Project
Comprehensive Guide to Data Preprocessing with Scikit-learn
This project aims to provide a step-by-step implementation guide for data preprocessing using Scikit-learn in Python. It covers everything from data cleaning to feature scaling, making it an essential resource for anyone looking to prepare data for machine learning models.
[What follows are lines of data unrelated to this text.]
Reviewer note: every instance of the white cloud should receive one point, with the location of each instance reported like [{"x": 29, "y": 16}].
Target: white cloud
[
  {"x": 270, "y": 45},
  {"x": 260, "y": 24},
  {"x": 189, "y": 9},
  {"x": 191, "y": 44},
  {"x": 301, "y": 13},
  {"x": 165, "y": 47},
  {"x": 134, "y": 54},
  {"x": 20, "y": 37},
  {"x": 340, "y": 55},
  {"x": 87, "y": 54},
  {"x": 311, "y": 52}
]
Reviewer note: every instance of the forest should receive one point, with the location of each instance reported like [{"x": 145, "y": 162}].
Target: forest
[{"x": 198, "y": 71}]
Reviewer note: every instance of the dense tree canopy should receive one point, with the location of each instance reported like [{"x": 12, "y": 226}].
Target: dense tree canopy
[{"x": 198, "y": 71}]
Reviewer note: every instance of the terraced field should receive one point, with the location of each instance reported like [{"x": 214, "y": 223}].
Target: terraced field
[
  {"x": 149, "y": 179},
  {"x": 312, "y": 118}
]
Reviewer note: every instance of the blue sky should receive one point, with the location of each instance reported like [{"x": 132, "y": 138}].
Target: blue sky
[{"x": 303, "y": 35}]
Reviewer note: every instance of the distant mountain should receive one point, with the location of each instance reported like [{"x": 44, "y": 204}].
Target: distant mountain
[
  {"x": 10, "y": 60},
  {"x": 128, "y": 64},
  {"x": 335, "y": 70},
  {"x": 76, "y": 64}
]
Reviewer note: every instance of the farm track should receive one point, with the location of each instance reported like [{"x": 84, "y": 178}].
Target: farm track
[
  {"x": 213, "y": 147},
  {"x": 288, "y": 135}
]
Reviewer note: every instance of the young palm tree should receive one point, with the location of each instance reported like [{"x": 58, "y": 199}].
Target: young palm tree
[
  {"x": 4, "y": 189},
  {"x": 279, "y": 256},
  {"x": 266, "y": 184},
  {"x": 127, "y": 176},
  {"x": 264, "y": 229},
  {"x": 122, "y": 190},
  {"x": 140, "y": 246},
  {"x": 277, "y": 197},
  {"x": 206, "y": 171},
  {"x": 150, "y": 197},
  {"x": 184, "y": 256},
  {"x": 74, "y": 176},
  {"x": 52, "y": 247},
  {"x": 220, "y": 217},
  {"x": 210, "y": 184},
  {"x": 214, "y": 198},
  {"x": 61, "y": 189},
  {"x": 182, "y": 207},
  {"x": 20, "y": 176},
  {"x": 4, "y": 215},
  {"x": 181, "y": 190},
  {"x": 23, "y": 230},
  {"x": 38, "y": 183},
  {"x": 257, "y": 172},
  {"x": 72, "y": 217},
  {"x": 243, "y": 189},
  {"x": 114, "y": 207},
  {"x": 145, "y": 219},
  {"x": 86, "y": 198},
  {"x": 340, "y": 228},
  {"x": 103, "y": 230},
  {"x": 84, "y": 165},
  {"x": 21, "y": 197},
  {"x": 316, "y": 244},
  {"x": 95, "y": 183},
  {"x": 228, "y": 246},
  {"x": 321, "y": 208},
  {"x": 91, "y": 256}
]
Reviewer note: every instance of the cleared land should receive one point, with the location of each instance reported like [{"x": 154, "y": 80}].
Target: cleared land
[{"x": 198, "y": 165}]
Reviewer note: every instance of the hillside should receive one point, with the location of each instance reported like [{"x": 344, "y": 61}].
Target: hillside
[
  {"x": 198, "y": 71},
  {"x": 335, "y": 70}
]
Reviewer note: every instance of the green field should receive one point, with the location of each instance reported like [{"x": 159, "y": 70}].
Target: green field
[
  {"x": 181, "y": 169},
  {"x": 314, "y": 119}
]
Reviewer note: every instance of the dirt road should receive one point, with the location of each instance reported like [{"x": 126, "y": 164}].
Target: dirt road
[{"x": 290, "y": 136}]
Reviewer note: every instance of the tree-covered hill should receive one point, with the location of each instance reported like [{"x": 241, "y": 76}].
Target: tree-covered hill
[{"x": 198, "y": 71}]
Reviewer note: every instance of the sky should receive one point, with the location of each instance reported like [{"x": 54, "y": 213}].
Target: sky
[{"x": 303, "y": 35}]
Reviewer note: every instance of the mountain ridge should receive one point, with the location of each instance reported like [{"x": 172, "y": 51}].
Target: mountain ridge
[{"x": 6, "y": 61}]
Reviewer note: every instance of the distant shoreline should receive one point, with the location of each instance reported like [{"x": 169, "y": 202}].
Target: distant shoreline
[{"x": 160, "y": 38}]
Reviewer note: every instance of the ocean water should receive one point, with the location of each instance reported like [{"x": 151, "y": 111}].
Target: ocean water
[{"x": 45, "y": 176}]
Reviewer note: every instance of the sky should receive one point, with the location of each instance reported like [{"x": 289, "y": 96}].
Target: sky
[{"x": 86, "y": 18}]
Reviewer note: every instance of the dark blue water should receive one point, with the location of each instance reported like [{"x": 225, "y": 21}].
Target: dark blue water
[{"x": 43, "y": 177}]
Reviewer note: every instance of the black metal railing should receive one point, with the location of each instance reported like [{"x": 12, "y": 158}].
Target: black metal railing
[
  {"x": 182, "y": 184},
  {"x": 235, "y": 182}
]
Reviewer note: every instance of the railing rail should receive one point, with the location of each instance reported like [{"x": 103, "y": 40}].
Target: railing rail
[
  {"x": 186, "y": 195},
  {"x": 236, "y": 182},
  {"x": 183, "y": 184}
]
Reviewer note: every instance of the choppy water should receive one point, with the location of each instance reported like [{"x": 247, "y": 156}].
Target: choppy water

Comprehensive Guide to Data Preprocessing with Scikit-learn
Description
In this project, you will learn practical data preprocessing techniques using the Scikit-learn library. Each step focuses on a specific aspect of data transformation, from importing data to handling missing values, encoding categorical variables, and normalizing numerical features. By following this guide, you will be equipped with the necessary skills to clean and prepare your data efficiently, setting a solid foundation for any machine learning model.
The original prompt:
I want to create a comprehensive guide to Data Preprocessing with Scikit-learn
Step 1: Importing Necessary Libraries and Data
# Importing essential libraries for data preprocessing
import pandas as pd
from sklearn.model_selection import train_test_split
from sklearn.preprocessing import StandardScaler, MinMaxScaler
# Load your dataset
# Replace 'your_dataset.csv' with the path to your dataset file
data = pd.read_csv('your_dataset.csv')
# Display the first few rows of the dataset
print(data.head())
Instructions
Ensure you have
pandas
andscikit-learn
installed in your Python environment. If not, install them using:pip install pandas scikit-learn
Replace
'your_dataset.csv'
with the actual path to your dataset file.
This script imports the necessary libraries and reads a CSV file into a pandas DataFrame, displaying the first few rows of the data. This will set up the initial environment for your data preprocessing tasks.
Exploratory Data Analysis (EDA)
1. Analyzing Basic Statistical Properties
# Assuming data is loaded into 'df' DataFrame
print(df.describe()) # Summary statistics for numerical columns
2. Checking for Missing Values
print(df.isnull().sum()) # Count of missing values in each column
3. Data Type Information
print(df.info()) # Data types and non-null counts
4. Distribution of Numerical Features
import matplotlib.pyplot as plt
import seaborn as sns
numeric_columns = df.select_dtypes(include=['float64', 'int64']).columns
for col in numeric_columns:
plt.figure(figsize=(10, 6))
sns.histplot(df[col], kde=True)
plt.title(f'Distribution of {col}')
plt.show()
5. Distribution of Categorical Features
categorical_columns = df.select_dtypes(include=['object']).columns
for col in categorical_columns:
plt.figure(figsize=(10, 6))
sns.countplot(x=df[col])
plt.title(f'Count plot of {col}')
plt.xticks(rotation=45)
plt.show()
6. Correlation Matrix
plt.figure(figsize=(12, 8))
sns.heatmap(df.corr(), annot=True, cmap='coolwarm')
plt.title('Correlation Matrix')
plt.show()
7. Pairplot for Numerical Data
sns.pairplot(df[numeric_columns])
plt.show()
8. Boxplots for Outlier Detection
for col in numeric_columns:
plt.figure(figsize=(10, 6))
sns.boxplot(x=df[col])
plt.title(f'Boxplot of {col}')
plt.show()
9. Adding New Features (if any)
df['NewFeature'] = df['ExistingFeature1'] * df['ExistingFeature2'] # Example of feature generation
10. Analyzing Relationship Between Features and Target
target_column = 'target'
for col in numeric_columns:
plt.figure(figsize=(10, 6))
sns.scatterplot(x=df[col], y=df[target_column])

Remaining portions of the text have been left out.